Without a doubt Madam Secretary, but I just covered all of that. So how do we get there from here?
President Bush could do his part by admitting what the world knows -- that many prewar criticisms of the invasion were on target. Such an admission would be just the shock a serious diplomatic project would need. It would make it easier for European and Arab leaders to help, as their constituents are reluctant to bail out a president who still insists that he was right and they were wrong. Our troops face death every day; the least the president can do is face the truth.

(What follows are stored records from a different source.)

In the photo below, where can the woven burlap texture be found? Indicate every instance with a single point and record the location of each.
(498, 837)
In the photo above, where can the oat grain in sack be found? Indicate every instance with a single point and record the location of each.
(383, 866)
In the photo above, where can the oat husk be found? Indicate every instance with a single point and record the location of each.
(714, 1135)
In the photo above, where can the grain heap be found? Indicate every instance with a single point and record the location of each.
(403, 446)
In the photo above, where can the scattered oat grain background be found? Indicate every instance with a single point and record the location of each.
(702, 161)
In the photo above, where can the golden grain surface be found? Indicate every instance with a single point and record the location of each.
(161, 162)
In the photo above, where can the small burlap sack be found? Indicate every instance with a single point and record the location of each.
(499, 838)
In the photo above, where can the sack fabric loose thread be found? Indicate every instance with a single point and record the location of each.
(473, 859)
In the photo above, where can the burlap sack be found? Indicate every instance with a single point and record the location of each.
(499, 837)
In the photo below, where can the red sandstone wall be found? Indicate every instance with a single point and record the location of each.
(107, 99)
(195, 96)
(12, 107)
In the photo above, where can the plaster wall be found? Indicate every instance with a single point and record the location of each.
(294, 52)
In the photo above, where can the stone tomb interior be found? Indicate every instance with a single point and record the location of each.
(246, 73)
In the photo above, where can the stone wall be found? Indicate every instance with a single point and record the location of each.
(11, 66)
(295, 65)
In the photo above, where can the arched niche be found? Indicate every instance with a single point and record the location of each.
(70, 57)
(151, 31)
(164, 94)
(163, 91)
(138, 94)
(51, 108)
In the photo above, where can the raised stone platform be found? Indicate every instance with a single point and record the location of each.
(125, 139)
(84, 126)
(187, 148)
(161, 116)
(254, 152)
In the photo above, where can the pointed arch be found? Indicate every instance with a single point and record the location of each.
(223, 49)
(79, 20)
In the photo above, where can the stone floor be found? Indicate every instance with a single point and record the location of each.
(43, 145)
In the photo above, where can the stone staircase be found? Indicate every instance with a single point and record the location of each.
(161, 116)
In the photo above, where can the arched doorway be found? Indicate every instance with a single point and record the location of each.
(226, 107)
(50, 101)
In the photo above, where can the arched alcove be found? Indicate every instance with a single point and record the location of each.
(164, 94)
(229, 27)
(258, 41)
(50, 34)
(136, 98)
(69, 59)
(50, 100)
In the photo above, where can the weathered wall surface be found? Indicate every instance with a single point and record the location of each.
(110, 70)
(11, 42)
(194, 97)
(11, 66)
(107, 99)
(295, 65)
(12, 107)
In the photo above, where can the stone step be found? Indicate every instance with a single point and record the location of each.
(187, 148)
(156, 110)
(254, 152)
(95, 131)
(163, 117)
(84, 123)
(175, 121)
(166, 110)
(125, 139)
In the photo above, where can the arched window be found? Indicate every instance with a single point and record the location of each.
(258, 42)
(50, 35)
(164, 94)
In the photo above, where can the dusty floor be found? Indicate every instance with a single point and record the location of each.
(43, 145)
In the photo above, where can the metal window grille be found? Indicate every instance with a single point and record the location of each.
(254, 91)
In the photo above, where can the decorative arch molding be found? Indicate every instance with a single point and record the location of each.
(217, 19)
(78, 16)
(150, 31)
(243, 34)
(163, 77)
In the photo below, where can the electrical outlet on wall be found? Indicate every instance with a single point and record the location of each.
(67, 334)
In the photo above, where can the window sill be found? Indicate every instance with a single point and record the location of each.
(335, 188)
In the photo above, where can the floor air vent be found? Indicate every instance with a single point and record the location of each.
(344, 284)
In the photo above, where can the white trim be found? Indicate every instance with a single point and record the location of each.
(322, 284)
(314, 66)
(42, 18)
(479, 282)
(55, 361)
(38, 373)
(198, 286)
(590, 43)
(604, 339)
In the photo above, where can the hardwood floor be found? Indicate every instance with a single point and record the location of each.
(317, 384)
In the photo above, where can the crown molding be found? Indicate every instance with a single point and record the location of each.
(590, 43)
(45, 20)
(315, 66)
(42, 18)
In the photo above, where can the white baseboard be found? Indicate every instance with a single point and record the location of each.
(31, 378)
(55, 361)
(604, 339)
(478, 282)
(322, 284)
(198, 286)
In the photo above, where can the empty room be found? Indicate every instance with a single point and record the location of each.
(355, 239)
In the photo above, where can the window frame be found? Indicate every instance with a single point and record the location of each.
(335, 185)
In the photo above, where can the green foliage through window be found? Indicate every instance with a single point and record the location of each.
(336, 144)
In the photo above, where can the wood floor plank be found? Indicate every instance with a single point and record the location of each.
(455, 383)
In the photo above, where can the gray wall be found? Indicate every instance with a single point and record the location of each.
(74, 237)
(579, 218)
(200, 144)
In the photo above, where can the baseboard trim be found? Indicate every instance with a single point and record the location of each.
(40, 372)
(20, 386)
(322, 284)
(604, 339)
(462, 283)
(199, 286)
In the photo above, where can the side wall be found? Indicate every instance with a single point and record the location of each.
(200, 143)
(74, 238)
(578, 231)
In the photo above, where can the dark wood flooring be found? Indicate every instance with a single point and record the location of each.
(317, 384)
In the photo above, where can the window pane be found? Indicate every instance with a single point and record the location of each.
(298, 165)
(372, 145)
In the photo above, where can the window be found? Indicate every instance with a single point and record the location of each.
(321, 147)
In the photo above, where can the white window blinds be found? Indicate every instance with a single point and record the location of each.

Clever, Madam Secretary. I too would be shocked to see Bush take some responsibility. If he so much as emerged from hiding behind our latest field commander I think I would shock my pants. In fact, I believe you may have even been writing about me in your op-ed:
A cynic might suggest that the military's real mission is to enable President Bush to continue denying that his invasion has evolved into disaster.

Well, color me cynical.

Finally, to return to the Basrah issue. Leaving aside for a moment the fact that the military (remember Moveon, they take their orders from the decider) keeps full fledged operational planning for attacking Iran as up-to-date as possible as a matter of simple competency (and the gigantic clusterfuck that such an attack would entail) let's take a look at where Basrah lies:



Ah yes: right on the highway between Baghdad and the Persian Gulf. In other words, between American troops and their eventual point of large scale withdrawal from Iraq. There are three reasons why we will not deal with the Basrah situation until we withdraw. First, our supply lines aren't seriously threatened (yet). Second, we will absolutely flatten the place on our way out the door. Third, it will make a great casus belli for war with Iran. While Al Anbar is the big newsmaker out of Iraq right now, the real story lies in the south.